TEHRAN, Oct. 12 (UPI) -- Iran tested its first long-range, precision-guided ballistic missile hours before its Parliament approved the outline of a nuclear agreement reached in July.
The test of the Emad surface-to-air missile may have violated the terms of the agreement, which specifies Iran cannot develop missiles "designed to carry nuclear warheads."
It came prior to the Parliament's vote in favor of a bill supporting a basic version of the agreement reached between Iran and six world powers, including the United States. Legislators were denied specific information pertinent to the details of the agreement, and the session was contentious and argumentative.

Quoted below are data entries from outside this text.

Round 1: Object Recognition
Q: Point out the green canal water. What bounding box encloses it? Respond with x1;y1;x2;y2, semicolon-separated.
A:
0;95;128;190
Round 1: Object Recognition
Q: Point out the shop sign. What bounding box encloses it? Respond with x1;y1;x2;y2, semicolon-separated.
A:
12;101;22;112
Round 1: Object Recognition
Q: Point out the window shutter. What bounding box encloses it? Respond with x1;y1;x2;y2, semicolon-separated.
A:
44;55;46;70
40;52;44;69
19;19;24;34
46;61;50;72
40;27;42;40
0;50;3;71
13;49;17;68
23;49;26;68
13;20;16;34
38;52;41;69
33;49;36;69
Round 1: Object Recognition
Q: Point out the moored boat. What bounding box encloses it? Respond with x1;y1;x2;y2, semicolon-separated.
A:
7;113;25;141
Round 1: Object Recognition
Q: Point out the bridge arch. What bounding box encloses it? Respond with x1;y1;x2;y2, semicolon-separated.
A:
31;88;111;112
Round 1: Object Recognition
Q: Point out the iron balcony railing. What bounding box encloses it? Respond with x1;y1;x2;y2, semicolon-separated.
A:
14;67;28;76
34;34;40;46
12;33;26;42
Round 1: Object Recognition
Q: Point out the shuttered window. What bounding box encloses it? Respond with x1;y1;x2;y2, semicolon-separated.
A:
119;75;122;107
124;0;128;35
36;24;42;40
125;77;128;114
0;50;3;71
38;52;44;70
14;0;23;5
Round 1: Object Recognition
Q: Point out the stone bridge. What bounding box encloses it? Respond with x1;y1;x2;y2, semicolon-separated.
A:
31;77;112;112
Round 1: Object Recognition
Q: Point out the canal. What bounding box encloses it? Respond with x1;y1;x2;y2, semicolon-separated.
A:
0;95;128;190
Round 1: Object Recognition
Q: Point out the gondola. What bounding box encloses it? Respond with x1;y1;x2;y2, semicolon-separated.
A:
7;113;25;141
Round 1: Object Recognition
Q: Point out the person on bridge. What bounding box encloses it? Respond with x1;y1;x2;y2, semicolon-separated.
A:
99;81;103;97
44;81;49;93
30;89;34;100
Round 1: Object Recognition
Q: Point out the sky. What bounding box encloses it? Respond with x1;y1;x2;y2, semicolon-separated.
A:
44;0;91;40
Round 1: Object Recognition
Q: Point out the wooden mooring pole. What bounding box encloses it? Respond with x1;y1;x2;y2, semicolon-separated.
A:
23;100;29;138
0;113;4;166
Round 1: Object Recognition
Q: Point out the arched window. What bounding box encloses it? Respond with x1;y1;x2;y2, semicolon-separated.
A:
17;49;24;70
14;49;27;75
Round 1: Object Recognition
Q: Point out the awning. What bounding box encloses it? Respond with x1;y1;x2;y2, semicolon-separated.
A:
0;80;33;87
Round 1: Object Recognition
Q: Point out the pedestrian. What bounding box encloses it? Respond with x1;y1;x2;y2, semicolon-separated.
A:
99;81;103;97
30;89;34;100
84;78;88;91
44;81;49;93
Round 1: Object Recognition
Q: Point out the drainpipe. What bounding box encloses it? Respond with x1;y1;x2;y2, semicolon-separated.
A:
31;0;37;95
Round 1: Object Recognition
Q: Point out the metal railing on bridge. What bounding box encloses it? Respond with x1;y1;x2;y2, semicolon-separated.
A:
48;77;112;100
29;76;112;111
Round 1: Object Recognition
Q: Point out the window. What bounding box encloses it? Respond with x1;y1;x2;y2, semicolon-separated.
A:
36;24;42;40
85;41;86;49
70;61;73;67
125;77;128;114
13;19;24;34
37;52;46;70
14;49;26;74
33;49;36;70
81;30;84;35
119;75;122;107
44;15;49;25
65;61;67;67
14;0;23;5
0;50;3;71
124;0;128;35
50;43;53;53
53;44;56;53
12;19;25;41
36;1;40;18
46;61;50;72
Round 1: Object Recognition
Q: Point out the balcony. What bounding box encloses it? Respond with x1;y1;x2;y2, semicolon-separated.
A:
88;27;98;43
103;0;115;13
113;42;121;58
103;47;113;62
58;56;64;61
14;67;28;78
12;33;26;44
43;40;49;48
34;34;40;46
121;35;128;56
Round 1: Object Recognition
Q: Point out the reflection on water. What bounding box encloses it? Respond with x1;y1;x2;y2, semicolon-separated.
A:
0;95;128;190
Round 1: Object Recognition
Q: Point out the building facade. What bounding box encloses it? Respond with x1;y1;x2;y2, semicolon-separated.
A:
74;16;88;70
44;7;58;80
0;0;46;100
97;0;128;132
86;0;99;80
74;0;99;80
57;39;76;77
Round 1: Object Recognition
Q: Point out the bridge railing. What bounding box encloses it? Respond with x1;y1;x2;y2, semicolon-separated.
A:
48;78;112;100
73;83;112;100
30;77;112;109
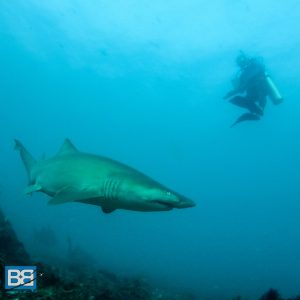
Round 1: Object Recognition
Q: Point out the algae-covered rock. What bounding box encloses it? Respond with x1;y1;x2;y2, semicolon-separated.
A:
0;209;31;266
0;208;195;300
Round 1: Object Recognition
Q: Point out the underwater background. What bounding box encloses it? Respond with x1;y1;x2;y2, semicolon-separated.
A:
0;0;300;299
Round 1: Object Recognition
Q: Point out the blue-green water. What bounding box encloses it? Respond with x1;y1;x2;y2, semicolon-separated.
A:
1;1;300;299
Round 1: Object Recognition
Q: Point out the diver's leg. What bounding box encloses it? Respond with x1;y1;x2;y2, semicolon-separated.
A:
258;96;267;110
249;103;263;116
243;96;264;116
229;96;263;115
229;96;250;109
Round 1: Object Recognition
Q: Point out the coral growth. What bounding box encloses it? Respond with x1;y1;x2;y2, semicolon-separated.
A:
0;208;194;300
259;289;283;300
1;208;300;300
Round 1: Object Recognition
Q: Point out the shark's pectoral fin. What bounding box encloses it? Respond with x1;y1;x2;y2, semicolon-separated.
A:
24;184;42;195
48;186;98;205
101;205;116;214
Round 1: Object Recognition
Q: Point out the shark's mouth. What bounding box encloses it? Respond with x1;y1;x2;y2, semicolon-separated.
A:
150;200;174;210
150;197;195;209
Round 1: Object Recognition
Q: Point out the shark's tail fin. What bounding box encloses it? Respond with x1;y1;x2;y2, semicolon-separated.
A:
14;139;36;177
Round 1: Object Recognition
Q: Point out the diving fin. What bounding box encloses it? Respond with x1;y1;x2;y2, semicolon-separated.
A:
231;113;260;127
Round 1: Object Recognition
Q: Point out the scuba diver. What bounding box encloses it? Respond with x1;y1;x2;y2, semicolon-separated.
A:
224;51;283;127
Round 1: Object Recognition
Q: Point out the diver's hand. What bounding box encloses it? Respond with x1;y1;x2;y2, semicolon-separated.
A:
223;90;236;99
223;92;231;100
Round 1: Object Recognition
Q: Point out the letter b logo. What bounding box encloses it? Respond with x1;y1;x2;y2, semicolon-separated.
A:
5;266;37;290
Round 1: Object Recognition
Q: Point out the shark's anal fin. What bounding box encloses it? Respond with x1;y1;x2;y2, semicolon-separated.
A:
24;184;42;195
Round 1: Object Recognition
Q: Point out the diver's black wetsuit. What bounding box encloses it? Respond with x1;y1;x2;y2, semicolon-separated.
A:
224;57;269;126
230;58;268;114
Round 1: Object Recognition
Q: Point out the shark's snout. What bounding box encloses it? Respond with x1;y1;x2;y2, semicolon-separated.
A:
176;197;196;208
150;193;195;210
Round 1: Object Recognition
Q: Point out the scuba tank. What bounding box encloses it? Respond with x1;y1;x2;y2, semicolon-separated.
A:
265;73;283;105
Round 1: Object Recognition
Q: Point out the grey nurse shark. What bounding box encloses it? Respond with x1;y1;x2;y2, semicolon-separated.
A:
15;139;195;213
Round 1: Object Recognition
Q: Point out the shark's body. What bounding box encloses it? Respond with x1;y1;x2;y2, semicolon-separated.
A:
15;139;195;213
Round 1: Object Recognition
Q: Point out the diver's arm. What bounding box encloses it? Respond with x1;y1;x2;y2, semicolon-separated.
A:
223;89;238;99
223;71;246;99
223;84;245;99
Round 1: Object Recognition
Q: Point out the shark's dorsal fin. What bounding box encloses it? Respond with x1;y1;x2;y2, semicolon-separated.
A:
56;139;78;156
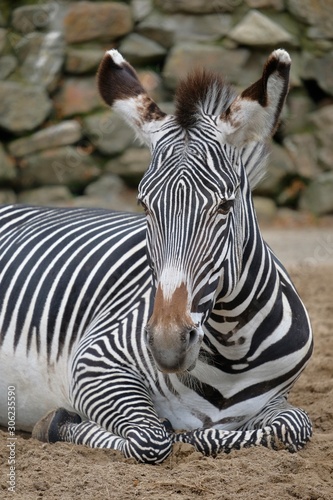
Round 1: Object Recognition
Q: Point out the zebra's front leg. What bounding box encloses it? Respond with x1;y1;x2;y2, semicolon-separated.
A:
33;371;173;464
173;397;312;455
36;410;173;464
248;396;313;452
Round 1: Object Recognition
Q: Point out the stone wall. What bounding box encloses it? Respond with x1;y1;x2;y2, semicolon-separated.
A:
0;0;333;219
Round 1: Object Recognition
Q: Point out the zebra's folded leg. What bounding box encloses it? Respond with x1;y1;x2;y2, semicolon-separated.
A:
173;404;312;456
242;397;313;452
32;407;173;464
61;418;173;464
262;406;313;452
173;426;275;456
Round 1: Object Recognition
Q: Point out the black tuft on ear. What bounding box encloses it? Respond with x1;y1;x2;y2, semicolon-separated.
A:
97;51;146;107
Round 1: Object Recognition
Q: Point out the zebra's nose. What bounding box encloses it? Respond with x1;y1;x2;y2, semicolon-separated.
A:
143;324;203;373
144;325;200;349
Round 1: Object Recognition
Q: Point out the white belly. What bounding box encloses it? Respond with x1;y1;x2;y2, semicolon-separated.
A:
150;369;250;431
150;360;284;432
0;338;73;432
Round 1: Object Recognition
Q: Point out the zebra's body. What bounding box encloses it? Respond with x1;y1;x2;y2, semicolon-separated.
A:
0;49;313;463
0;200;312;459
0;206;149;431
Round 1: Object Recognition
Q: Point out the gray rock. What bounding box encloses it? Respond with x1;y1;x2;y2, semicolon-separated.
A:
283;133;320;179
313;103;333;127
0;28;7;54
0;190;16;204
11;31;44;64
132;0;153;22
0;81;52;133
136;12;172;48
155;0;236;13
309;105;333;149
318;147;333;171
73;192;139;213
300;172;333;215
106;147;151;186
63;2;133;44
0;11;6;28
54;76;103;117
85;174;125;197
309;105;333;171
246;0;284;10
255;142;295;196
18;147;101;190
228;10;296;47
65;47;105;74
11;4;58;34
8;120;82;157
307;27;333;42
19;31;65;92
163;44;250;88
83;111;138;156
235;52;268;89
0;143;16;182
288;51;303;88
6;31;26;58
137;11;231;48
0;55;17;80
301;51;333;96
75;174;139;212
287;0;333;39
286;0;317;24
17;186;72;206
118;33;166;65
284;90;315;134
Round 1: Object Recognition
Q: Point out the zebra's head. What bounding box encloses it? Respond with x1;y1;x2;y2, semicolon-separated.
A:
97;49;291;373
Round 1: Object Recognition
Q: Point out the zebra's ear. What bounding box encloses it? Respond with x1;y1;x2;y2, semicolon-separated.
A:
220;49;291;146
97;49;166;145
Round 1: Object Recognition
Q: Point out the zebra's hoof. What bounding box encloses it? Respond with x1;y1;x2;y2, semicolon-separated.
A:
160;418;174;434
32;408;82;443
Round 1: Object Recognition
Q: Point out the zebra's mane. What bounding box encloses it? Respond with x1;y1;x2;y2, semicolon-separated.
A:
175;69;236;129
174;70;268;191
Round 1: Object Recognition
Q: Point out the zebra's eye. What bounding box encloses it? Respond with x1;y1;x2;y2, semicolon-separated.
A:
217;199;234;215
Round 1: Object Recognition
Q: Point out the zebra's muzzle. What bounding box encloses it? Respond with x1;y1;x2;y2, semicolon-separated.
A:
144;325;203;373
144;281;204;372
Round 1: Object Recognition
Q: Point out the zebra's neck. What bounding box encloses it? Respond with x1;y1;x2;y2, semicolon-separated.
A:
205;203;281;360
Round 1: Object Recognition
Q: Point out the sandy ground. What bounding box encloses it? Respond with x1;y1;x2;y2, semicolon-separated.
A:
1;228;333;500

Ali Akbar Salehi, head of the Atomic Energy Organization in Iran attended the parliamentary session to defend the deal. He said a hard-line legislator threatened to kill him and bury him "in the cement of the Arak heavy-water reactor," which, according to the agreement, will be converted to a less-dangerous, light-water reactor.
The liquid-propelled missile, manufactured entirely in Iran and based on a North Korean design, is an advancement over Iran's current stock of missiles in that its guidance is accurate to within 1,640 feet of a target and has a range of 1,056 miles, far enough to strike Israel, which is opposed to the nuclear deal.
"To follow our defense programs, we don't ask permission from anyone," said Hossein Dehqan, Iranian defense minister, adding the new missile is "capable of scrutinizing the targets and destroying them completely."